Zwei Fischer schleppten ihn am Vormittag an. Er hing an ihren Schultern wie Christus am Kreuz, mit tangverfilzten Haaren, Vollbart und hängendem Kopf.

Die Fischer brachten ihn herein und erzählten, dass sie ihn nach ihrer Morgentour an der Küste südlich der Stadt entdeckt hatten. Er hatte auf einem Stück Treibholz gesessen, erzählte der eine. Sie hatten gesehen, wie er an den Strand gespült wurde und ihn in der Brandung aufgelesen, fügte der andere hinzu.

Sofía schob die Nase dicht an den Körper des Mannes. Er roch nach Salz und Meer. Was einmal eine dunkle Hose und ein roter Pullover gewesen sein mochten, war von Sonne und Salzwasser ausgebleicht und zerschlissen. Seine Haut hatte die Farbe heller Bronze, aber das Gesicht sah aus, als hätte er lange Zeit in Ammoniak gelegen. Die Haut schälte sich, nur sein Vollbart hatte ihm einen gewissen Schutz geboten.
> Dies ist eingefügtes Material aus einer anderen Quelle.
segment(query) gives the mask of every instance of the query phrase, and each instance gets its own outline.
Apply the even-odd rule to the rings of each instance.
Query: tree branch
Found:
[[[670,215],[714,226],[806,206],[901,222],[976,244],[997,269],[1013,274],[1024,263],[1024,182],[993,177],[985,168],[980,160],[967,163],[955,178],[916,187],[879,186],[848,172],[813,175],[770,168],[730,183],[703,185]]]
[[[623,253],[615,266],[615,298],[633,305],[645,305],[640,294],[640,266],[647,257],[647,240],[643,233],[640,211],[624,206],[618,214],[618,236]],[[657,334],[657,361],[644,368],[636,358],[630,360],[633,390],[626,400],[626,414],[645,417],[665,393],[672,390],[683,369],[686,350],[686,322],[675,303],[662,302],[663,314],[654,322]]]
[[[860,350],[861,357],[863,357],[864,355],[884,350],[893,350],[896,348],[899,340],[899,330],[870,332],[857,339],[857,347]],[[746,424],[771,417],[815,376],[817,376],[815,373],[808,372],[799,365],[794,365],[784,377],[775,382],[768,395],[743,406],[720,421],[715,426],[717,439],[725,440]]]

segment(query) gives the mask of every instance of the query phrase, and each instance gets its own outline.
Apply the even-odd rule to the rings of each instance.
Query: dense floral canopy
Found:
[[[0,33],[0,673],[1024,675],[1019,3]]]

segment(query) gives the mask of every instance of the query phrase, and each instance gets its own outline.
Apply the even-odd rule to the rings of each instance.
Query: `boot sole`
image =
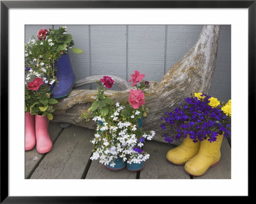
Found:
[[[167,159],[167,161],[168,161],[169,162],[170,162],[170,163],[172,163],[172,164],[173,164],[177,165],[177,166],[182,166],[182,165],[184,165],[185,163],[186,163],[186,162],[184,162],[184,163],[182,163],[182,164],[176,164],[176,163],[174,163],[174,162],[173,162],[172,161],[170,161],[169,159],[168,159],[167,157],[166,157],[166,159]]]
[[[132,170],[132,169],[129,169],[127,168],[126,168],[126,169],[129,171],[138,171],[140,170],[142,170],[143,169],[144,169],[144,166],[143,167],[141,167],[141,168],[138,169],[134,169],[134,170]]]
[[[109,169],[109,170],[111,170],[111,171],[119,171],[119,170],[122,170],[122,169],[124,169],[125,168],[125,166],[124,166],[124,167],[122,167],[122,168],[119,168],[119,169],[112,169],[112,168],[109,168],[108,166],[105,166],[104,165],[104,166],[108,169]]]
[[[220,162],[220,160],[219,160],[218,161],[216,162],[215,163],[213,163],[212,165],[211,165],[211,166],[209,166],[209,168],[206,170],[206,171],[205,171],[204,173],[203,173],[202,175],[193,175],[193,174],[192,174],[192,173],[190,173],[188,172],[186,169],[185,169],[185,171],[187,172],[189,175],[191,175],[191,176],[193,176],[193,177],[202,177],[202,175],[205,175],[205,174],[206,173],[206,172],[207,172],[207,171],[209,170],[209,169],[210,168],[210,167],[214,167],[214,166],[216,166],[218,164],[219,164],[219,162]]]

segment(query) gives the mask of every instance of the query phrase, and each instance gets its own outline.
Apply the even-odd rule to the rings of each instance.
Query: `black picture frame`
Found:
[[[91,196],[15,197],[9,196],[8,194],[8,73],[6,72],[6,67],[8,67],[8,10],[10,8],[248,8],[248,132],[249,134],[253,132],[252,127],[255,125],[253,118],[255,118],[255,114],[256,91],[256,81],[255,80],[256,76],[255,0],[1,1],[1,203],[120,203],[123,199],[120,197]],[[188,198],[188,196],[187,198]],[[191,198],[189,198],[189,199],[191,199]],[[136,198],[135,200],[136,202],[145,201],[145,198]],[[152,198],[150,198],[150,200],[152,200]]]

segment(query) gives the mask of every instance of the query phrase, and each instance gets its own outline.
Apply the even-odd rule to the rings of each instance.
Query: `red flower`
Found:
[[[130,93],[129,102],[134,109],[138,109],[141,105],[145,104],[145,95],[141,90],[131,90]]]
[[[132,81],[132,86],[134,86],[137,82],[141,82],[142,79],[144,78],[145,74],[140,74],[139,71],[134,71],[134,74],[131,74],[131,77],[132,77],[129,81]]]
[[[42,84],[44,84],[42,79],[35,78],[32,82],[28,84],[28,88],[29,90],[36,91]]]
[[[37,33],[37,37],[38,38],[38,40],[45,40],[46,38],[46,36],[48,35],[49,34],[49,31],[45,29],[45,28],[42,28],[41,29],[38,33]]]
[[[111,88],[113,84],[114,84],[114,80],[113,80],[111,77],[108,76],[104,76],[103,79],[100,79],[100,81],[103,83],[104,86],[108,88]]]

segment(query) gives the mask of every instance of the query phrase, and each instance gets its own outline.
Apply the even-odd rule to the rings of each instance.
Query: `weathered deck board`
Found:
[[[48,125],[48,132],[52,141],[61,133],[62,129],[58,125],[58,123],[49,122]],[[36,146],[33,149],[25,152],[25,178],[27,178],[33,171],[38,162],[45,154],[41,154],[37,152]]]
[[[92,152],[93,130],[71,125],[63,130],[31,178],[81,178]]]
[[[136,172],[129,171],[126,168],[120,171],[111,171],[108,169],[104,164],[100,164],[98,161],[92,162],[86,179],[136,179]]]
[[[189,179],[184,166],[171,164],[166,159],[167,152],[176,146],[150,141],[145,144],[143,150],[150,157],[145,168],[140,171],[140,179]]]
[[[220,163],[210,168],[202,177],[195,179],[230,179],[231,178],[231,148],[227,138],[223,138],[220,149],[221,156]]]

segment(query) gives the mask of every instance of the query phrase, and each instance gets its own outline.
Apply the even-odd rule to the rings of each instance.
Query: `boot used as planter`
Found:
[[[111,171],[118,171],[124,169],[125,167],[125,163],[123,161],[121,157],[113,159],[113,162],[115,163],[115,166],[111,166],[109,164],[105,165],[105,167]]]
[[[195,177],[203,175],[210,167],[220,162],[223,135],[218,135],[216,141],[210,143],[207,139],[201,141],[198,153],[185,164],[185,171]]]
[[[52,88],[52,97],[60,98],[67,96],[75,83],[76,77],[68,53],[63,54],[55,62],[55,67],[57,68],[56,75],[58,82],[55,82]]]
[[[25,151],[32,150],[35,144],[35,116],[25,113]]]
[[[183,165],[198,152],[200,145],[200,141],[195,143],[188,136],[180,145],[167,152],[166,159],[174,164]]]
[[[36,138],[36,150],[40,153],[49,152],[52,143],[48,134],[48,118],[47,116],[35,116],[35,132]]]

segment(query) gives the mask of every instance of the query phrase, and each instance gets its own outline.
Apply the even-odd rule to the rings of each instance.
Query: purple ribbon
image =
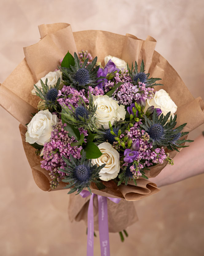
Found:
[[[83,190],[80,193],[83,197],[90,195],[90,192]],[[93,199],[96,195],[91,195],[88,209],[88,232],[87,234],[87,256],[94,256],[94,232]],[[110,246],[108,221],[107,197],[98,195],[98,230],[101,246],[101,256],[110,256]],[[120,198],[108,197],[116,204],[118,204]]]

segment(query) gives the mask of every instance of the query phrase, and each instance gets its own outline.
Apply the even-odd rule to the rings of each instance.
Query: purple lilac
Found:
[[[95,96],[103,95],[104,94],[103,90],[98,88],[97,86],[96,86],[94,88],[89,86],[88,88],[91,94]],[[61,97],[58,99],[57,101],[61,106],[64,106],[65,105],[71,109],[71,108],[69,105],[70,104],[72,105],[75,108],[78,106],[78,103],[80,100],[79,96],[82,98],[85,103],[88,103],[88,99],[85,97],[85,95],[86,92],[84,89],[78,91],[69,86],[64,85],[61,90],[59,91],[58,96]]]
[[[144,130],[139,129],[139,124],[136,123],[134,126],[130,128],[129,132],[126,131],[128,136],[132,139],[132,145],[136,143],[137,148],[139,147],[137,150],[138,154],[136,161],[145,160],[144,166],[152,165],[151,162],[152,161],[153,163],[162,163],[167,157],[164,149],[153,148],[152,143],[148,142],[149,136]]]
[[[57,177],[57,181],[60,181],[63,176],[65,175],[63,172],[58,169],[59,168],[64,169],[66,164],[62,159],[62,156],[69,158],[70,155],[76,159],[81,157],[80,152],[82,148],[81,146],[71,147],[71,144],[76,140],[72,137],[68,136],[68,132],[65,130],[64,125],[60,120],[57,124],[53,127],[53,130],[51,132],[50,141],[46,142],[44,145],[43,160],[41,161],[41,167],[50,172],[49,175],[52,179]],[[84,136],[88,135],[87,131],[83,128],[79,129],[80,133],[83,133]]]

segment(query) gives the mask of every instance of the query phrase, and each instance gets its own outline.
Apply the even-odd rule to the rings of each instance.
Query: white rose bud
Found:
[[[118,152],[108,142],[103,142],[98,146],[103,154],[98,158],[91,159],[92,163],[98,166],[106,165],[99,173],[100,178],[106,181],[116,178],[120,171],[120,155]]]
[[[115,121],[125,120],[126,113],[125,106],[119,105],[117,100],[107,95],[94,96],[93,98],[94,104],[97,105],[95,114],[99,129],[102,128],[102,125],[104,129],[109,129],[109,121],[112,125]]]
[[[147,99],[144,113],[147,108],[151,106],[153,106],[155,108],[160,108],[164,116],[166,116],[167,113],[171,112],[171,116],[172,116],[172,118],[177,110],[176,105],[171,100],[169,94],[163,89],[156,91],[152,99]]]
[[[36,142],[43,145],[49,140],[53,129],[52,125],[56,124],[56,122],[57,116],[52,115],[48,109],[39,111],[28,125],[25,141],[30,144]]]
[[[119,69],[121,70],[122,68],[124,68],[125,70],[127,69],[127,63],[125,60],[110,55],[108,55],[105,57],[104,60],[105,65],[107,64],[110,59],[111,59],[112,61],[115,63],[116,67]]]
[[[49,72],[46,75],[43,77],[42,77],[41,78],[41,80],[44,83],[45,83],[45,80],[47,78],[48,83],[47,84],[48,86],[49,89],[50,89],[51,87],[54,87],[54,86],[56,85],[57,80],[60,77],[60,81],[61,82],[62,79],[62,72],[60,71],[60,70],[57,70],[56,71],[54,71],[53,72],[52,71]],[[40,83],[40,79],[35,84],[35,85],[38,89],[41,89],[42,90],[42,87]],[[31,91],[31,93],[33,95],[35,95],[36,91],[36,89],[35,87],[34,87],[33,88]]]

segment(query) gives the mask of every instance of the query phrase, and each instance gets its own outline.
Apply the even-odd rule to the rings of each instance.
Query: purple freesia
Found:
[[[137,151],[132,150],[127,148],[124,152],[124,161],[125,163],[129,164],[132,163],[137,157],[138,153]]]
[[[140,148],[140,141],[139,139],[136,139],[132,144],[131,149],[132,150],[137,151]]]
[[[153,114],[154,110],[154,107],[153,106],[151,106],[151,107],[149,107],[146,111],[146,115],[147,116],[151,116]],[[159,116],[161,114],[162,111],[160,108],[156,108],[156,111],[157,115]]]
[[[131,104],[130,106],[128,106],[128,107],[127,108],[127,110],[128,111],[128,112],[129,114],[130,115],[131,115],[131,114],[132,114],[134,116],[134,113],[133,113],[133,108],[135,108],[135,105],[134,103],[133,103],[132,104]],[[138,111],[137,110],[136,112],[136,116],[137,116],[138,115]]]
[[[108,61],[108,62],[104,67],[103,71],[106,70],[107,70],[107,73],[108,74],[113,73],[115,71],[117,71],[118,72],[120,71],[120,69],[116,67],[115,64],[111,59],[110,59]]]
[[[106,77],[106,76],[108,74],[108,69],[106,69],[105,70],[103,70],[102,68],[101,67],[99,67],[98,70],[97,71],[97,77],[100,77],[101,76],[104,76],[105,77]],[[97,85],[98,89],[102,89],[103,84],[105,83],[107,83],[108,82],[108,79],[106,78],[102,78],[101,79],[99,79],[98,80],[98,82],[101,82]]]

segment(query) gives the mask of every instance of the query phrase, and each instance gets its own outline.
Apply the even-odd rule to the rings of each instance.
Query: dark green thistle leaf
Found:
[[[155,109],[152,118],[145,116],[145,123],[140,125],[149,136],[150,140],[154,148],[166,146],[169,150],[174,149],[178,151],[178,148],[186,146],[181,144],[187,142],[187,140],[181,140],[180,139],[181,136],[188,133],[180,133],[187,124],[184,124],[175,128],[176,124],[176,115],[173,118],[172,116],[169,118],[170,115],[169,112],[166,116],[162,114],[158,116]]]
[[[72,142],[70,144],[71,147],[74,147],[75,146],[79,146],[82,145],[84,141],[84,136],[83,133],[82,133],[80,136],[80,138],[76,142]]]
[[[71,66],[74,66],[75,64],[74,58],[68,51],[62,62],[61,67],[69,68]]]
[[[135,61],[135,66],[134,67],[133,63],[132,63],[131,69],[130,69],[129,66],[127,64],[127,67],[130,76],[133,81],[132,83],[135,85],[137,85],[138,82],[140,82],[145,83],[146,87],[152,87],[156,85],[163,85],[160,83],[156,83],[156,81],[161,80],[161,78],[153,77],[149,78],[149,73],[146,74],[144,72],[144,65],[143,59],[141,63],[139,72],[138,71],[137,64],[136,61]]]
[[[97,165],[93,165],[90,160],[86,159],[86,152],[84,151],[82,152],[81,159],[76,159],[71,155],[70,156],[69,159],[64,156],[62,158],[67,165],[65,167],[65,170],[59,169],[67,174],[64,177],[62,181],[68,183],[64,188],[70,189],[68,194],[76,191],[77,194],[86,188],[91,194],[90,188],[91,182],[98,184],[98,186],[103,189],[103,184],[102,183],[101,184],[99,181],[99,173],[105,165],[100,166]]]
Er war bei Bewusstsein, wie die Nonnen bemerkten.

»Wer sind Sie? Woher kommen Sie?«, fragte eine der älteren Schwestern, als ihnen peinlich bewusst wurde, dass alle im Kreis um den Mann herumstanden und ihn anstarrten.

»Víctor de la Vega«, antwortete er mit schwacher Stimme. »Ich komme vom Ende der Welt.«

Die Äbtissin brachte den Patienten ohne Papiere im Erdgeschoss des Ostflügels unter, im Bett neben Pablo Herrera, der im Sterben lag, aber glaubte, er befände sich mit seiner verstorbenen Frau auf Hochzeitsreise in Portugal. Es war das einzige freie Bett.

Sofía bekam die Aufgabe, sich um den Mann zu kümmern. Mit Schwester María Ángeles’ Hilfe zog sie ihm die zerfetzten Kleider aus, wusch ihn mit Lavendelseife, schmierte Salbe auf die Verbrennungen im Gesicht und legte ihm ein sauberes Gewand an. Dann schnitten sie ihm die Haare und den Bart und gaben ihm eine Bettpfanne.

Sofía schätzte ihn auf Mitte zwanzig, doch sein Zustand ließ kein genaueres Urteil zu. Vielleicht war er älter, vielleicht jünger.

In den ersten Stunden sagte er nicht besonders viel. Eine Schwester weckte den Arzt aus dem Mittagsschlaf; er war großzügig gestimmt und verordnete sogleich eine Dosis Morphin, was die Äbtissin nicht guthieß, wie Sofía bemerkte. Die Droge versetzte den Patienten in einen Zustand zwischen Schlaf und Bewusstlosigkeit, und als der Arzt ausgeschlafen hatte, verordnete er eine weitere Dosis.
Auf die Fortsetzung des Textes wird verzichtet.